A Moon rock known as Big Bertha was collected by the Apollo 14 crew. Weighing around 9kg, it is one of the largest collected during the Apollo missions. Credit: NASA.
A Moon rock known as Big Bertha was collected by the Apollo 14 crew. Weighing around 9kg, it is one of the largest collected during the Apollo missions. Credit: NASA.

The Apollo crews collected rock samples from known locations on the lunar surface and brought them back to labs on Earth so that the radioactive isotopes could be measured (for more on this, read our article on what the Apollo lunar samples have taught us about the Moon).

Planetary scientists could then match up these radiometric ages with crater-counts of the same surface, and so derive a formula that allows us (with some adjustments) to calculate the absolute age of surfaces throughout the Solar System.
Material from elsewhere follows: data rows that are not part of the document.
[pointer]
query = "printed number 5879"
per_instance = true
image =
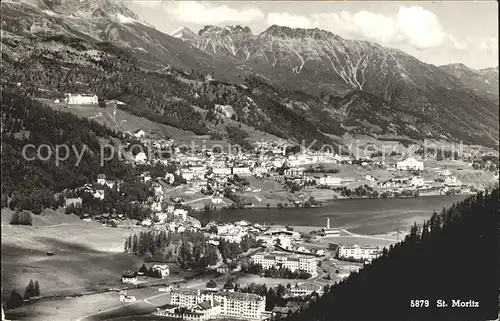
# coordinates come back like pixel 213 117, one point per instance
pixel 419 303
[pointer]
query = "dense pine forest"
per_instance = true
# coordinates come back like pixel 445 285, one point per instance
pixel 453 256
pixel 33 184
pixel 168 96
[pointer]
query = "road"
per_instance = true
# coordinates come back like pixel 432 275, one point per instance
pixel 197 282
pixel 367 236
pixel 198 199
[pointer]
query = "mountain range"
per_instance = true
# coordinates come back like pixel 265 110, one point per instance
pixel 352 86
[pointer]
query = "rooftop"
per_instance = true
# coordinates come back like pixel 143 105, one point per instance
pixel 240 296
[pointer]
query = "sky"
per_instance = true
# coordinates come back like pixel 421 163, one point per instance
pixel 439 32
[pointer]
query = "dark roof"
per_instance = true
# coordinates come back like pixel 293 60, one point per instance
pixel 129 275
pixel 166 307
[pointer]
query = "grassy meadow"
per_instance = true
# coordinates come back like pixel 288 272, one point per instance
pixel 87 256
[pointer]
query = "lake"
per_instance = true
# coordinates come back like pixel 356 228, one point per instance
pixel 363 216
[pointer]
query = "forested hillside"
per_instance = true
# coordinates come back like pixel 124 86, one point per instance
pixel 453 256
pixel 32 184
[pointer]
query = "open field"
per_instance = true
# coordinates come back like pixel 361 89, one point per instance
pixel 124 121
pixel 87 256
pixel 246 279
pixel 74 308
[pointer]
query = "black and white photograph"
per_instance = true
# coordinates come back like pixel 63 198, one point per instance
pixel 249 160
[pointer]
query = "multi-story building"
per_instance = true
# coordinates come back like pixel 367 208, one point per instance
pixel 290 261
pixel 330 181
pixel 241 305
pixel 229 304
pixel 410 164
pixel 78 99
pixel 189 297
pixel 303 289
pixel 357 252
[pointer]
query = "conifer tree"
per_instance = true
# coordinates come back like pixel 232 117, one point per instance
pixel 30 290
pixel 15 300
pixel 37 289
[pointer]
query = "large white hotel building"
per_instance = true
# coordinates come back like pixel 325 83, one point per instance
pixel 293 262
pixel 229 304
pixel 357 252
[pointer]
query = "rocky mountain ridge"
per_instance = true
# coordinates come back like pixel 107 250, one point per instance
pixel 392 92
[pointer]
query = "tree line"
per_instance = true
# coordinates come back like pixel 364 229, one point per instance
pixel 430 264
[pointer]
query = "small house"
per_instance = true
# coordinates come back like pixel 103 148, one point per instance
pixel 99 193
pixel 82 99
pixel 74 201
pixel 140 133
pixel 101 179
pixel 129 277
pixel 163 269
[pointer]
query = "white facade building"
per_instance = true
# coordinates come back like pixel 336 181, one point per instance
pixel 330 181
pixel 78 99
pixel 163 268
pixel 180 213
pixel 241 171
pixel 410 164
pixel 231 304
pixel 293 262
pixel 140 157
pixel 101 179
pixel 357 252
pixel 221 171
pixel 417 181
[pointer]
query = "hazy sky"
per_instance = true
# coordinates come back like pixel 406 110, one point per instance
pixel 439 32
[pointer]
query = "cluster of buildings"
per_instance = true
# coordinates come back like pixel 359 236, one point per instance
pixel 199 305
pixel 357 252
pixel 410 164
pixel 293 262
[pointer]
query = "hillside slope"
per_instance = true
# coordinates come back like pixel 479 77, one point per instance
pixel 432 263
pixel 484 81
pixel 318 60
pixel 420 100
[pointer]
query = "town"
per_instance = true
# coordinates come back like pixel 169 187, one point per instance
pixel 189 184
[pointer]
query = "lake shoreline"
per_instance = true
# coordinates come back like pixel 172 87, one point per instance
pixel 360 216
pixel 332 200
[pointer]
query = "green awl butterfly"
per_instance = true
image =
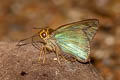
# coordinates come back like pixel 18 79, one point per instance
pixel 72 39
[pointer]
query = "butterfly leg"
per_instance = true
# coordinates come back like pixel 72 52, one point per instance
pixel 41 51
pixel 57 54
pixel 44 49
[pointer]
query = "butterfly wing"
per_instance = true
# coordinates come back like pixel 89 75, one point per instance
pixel 74 38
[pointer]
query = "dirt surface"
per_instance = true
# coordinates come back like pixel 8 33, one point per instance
pixel 23 64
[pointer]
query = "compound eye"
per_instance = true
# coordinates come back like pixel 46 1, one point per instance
pixel 43 34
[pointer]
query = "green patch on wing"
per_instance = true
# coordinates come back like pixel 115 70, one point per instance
pixel 74 38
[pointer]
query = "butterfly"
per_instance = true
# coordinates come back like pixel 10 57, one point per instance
pixel 72 39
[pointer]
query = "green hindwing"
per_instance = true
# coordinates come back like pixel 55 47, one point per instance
pixel 75 38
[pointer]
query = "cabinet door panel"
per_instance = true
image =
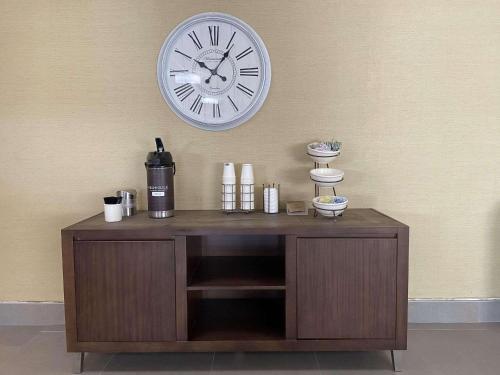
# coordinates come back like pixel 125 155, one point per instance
pixel 346 288
pixel 125 290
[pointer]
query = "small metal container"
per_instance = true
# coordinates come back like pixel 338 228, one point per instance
pixel 129 196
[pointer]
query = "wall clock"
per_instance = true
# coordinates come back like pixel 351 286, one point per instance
pixel 214 71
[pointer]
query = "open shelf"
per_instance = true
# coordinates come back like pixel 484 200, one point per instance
pixel 239 273
pixel 238 319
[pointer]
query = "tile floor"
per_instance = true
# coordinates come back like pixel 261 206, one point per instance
pixel 433 349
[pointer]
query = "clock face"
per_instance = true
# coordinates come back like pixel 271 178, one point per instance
pixel 214 71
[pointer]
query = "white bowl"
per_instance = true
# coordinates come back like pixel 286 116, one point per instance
pixel 322 159
pixel 326 177
pixel 330 209
pixel 321 156
pixel 327 213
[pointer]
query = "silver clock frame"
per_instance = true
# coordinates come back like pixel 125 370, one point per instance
pixel 261 95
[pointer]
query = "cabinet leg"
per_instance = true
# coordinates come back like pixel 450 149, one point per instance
pixel 396 360
pixel 78 362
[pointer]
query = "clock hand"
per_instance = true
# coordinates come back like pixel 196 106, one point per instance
pixel 216 74
pixel 203 65
pixel 224 56
pixel 213 72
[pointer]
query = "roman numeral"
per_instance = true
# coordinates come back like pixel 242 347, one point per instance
pixel 183 54
pixel 232 103
pixel 244 89
pixel 249 72
pixel 197 105
pixel 183 91
pixel 214 35
pixel 172 72
pixel 230 40
pixel 244 53
pixel 216 110
pixel 195 40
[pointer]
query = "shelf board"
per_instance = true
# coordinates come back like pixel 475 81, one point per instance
pixel 239 319
pixel 239 273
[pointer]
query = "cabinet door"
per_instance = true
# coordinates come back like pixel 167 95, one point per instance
pixel 346 288
pixel 125 290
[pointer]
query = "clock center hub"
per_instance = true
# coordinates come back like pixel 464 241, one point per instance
pixel 219 73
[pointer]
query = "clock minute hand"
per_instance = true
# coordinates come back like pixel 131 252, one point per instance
pixel 224 56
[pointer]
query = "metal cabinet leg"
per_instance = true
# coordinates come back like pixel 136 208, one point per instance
pixel 396 360
pixel 78 362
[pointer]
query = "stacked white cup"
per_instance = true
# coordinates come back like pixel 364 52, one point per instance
pixel 247 193
pixel 229 187
pixel 271 204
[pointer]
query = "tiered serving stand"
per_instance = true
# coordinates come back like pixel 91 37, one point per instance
pixel 322 162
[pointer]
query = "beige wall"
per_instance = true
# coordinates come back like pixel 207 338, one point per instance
pixel 412 88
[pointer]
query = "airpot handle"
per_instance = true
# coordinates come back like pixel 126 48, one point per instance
pixel 159 145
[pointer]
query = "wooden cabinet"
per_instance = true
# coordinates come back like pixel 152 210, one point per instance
pixel 125 290
pixel 346 288
pixel 205 281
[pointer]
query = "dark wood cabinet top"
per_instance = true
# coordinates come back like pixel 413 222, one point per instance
pixel 355 221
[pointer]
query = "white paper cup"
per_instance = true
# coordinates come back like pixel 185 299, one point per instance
pixel 112 212
pixel 271 200
pixel 247 174
pixel 228 175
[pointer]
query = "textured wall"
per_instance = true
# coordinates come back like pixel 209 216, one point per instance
pixel 412 88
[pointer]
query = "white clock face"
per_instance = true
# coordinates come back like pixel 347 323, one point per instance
pixel 214 71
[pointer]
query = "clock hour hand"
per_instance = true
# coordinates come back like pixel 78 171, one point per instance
pixel 203 65
pixel 213 72
pixel 224 56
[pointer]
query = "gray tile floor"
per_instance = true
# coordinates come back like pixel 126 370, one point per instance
pixel 433 349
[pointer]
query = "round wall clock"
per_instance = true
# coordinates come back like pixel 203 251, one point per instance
pixel 214 71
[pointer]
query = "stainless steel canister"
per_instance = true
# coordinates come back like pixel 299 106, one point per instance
pixel 129 196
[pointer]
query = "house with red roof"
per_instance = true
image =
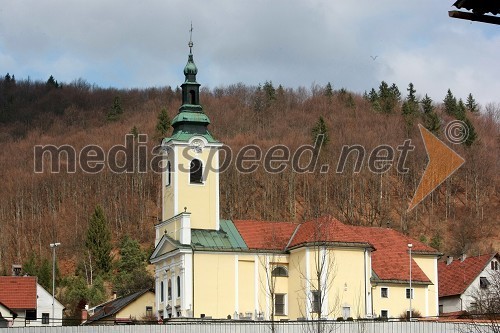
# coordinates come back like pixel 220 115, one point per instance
pixel 7 316
pixel 209 267
pixel 30 302
pixel 462 279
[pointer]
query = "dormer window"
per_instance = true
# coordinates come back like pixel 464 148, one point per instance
pixel 483 282
pixel 169 174
pixel 192 96
pixel 196 172
pixel 280 271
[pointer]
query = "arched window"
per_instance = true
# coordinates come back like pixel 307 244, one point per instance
pixel 178 286
pixel 169 290
pixel 192 96
pixel 196 171
pixel 169 173
pixel 279 271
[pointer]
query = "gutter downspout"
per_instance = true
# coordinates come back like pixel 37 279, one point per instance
pixel 192 280
pixel 366 296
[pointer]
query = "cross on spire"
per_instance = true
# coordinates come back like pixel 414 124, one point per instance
pixel 190 44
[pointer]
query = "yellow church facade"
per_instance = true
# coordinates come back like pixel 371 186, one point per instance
pixel 209 267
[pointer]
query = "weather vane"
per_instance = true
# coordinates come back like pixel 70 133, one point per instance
pixel 190 44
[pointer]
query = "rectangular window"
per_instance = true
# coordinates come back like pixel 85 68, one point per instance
pixel 346 312
pixel 315 301
pixel 483 282
pixel 279 304
pixel 30 314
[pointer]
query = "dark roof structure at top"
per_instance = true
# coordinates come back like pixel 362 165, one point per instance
pixel 478 10
pixel 112 307
pixel 456 277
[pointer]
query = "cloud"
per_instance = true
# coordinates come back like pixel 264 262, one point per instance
pixel 293 43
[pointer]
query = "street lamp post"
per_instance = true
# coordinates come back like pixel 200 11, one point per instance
pixel 411 292
pixel 53 246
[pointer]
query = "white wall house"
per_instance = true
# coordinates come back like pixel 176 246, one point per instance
pixel 30 301
pixel 461 279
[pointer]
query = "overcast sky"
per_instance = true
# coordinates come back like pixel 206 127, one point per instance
pixel 126 44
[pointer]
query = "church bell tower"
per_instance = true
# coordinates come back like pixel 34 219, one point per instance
pixel 191 178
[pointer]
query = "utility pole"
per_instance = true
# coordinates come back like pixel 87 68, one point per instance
pixel 411 292
pixel 53 246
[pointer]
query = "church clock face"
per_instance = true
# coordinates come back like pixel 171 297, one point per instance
pixel 197 145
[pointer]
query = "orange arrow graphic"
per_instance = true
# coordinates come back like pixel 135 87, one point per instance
pixel 443 162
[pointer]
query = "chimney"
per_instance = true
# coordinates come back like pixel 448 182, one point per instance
pixel 16 270
pixel 85 313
Huge amounts of current planetary science is based on these Apollo samples from 50 years ago, and the dating formula published in 1983.

But we now have better images of the lunar surface for crater counting, and more precise isotopic measurements of the recovered rocks.

And so Wajiha Iqbal and her colleagues from the University of Münster thought it was time for a reassessment of these calculations.

Iqbal has spent her PhD using ultra high-resolution Lunar Reconnaissance Orbiter images to generate geological maps of the Apollo 11 landing site and to count craters.

She correlated these with recent measurements of radiometric ages for Apollo rock samples, and compared her updated chronology formula with that of 1983.

And the answer? Absolutely no change. The 1983 chronology formula was bang-on. Which, far from being an anti-climax, is wonderful.

It means nothing needs to be recalibrated from almost 40 years of planetary research, but we only have this scientific confidence if established results are double-checked.

If we never confirmed what we thought we already knew, we’d not spot curious anomalies that could hint at some new science lurking unseen below the surface.

Prof Lewis Dartnell is an astrobiologist at the University of Westminster. Lewis was reading Geological Mapping and Chronology of Lunar Landing Sites: Apollo 11 by Wajiha Iqbal.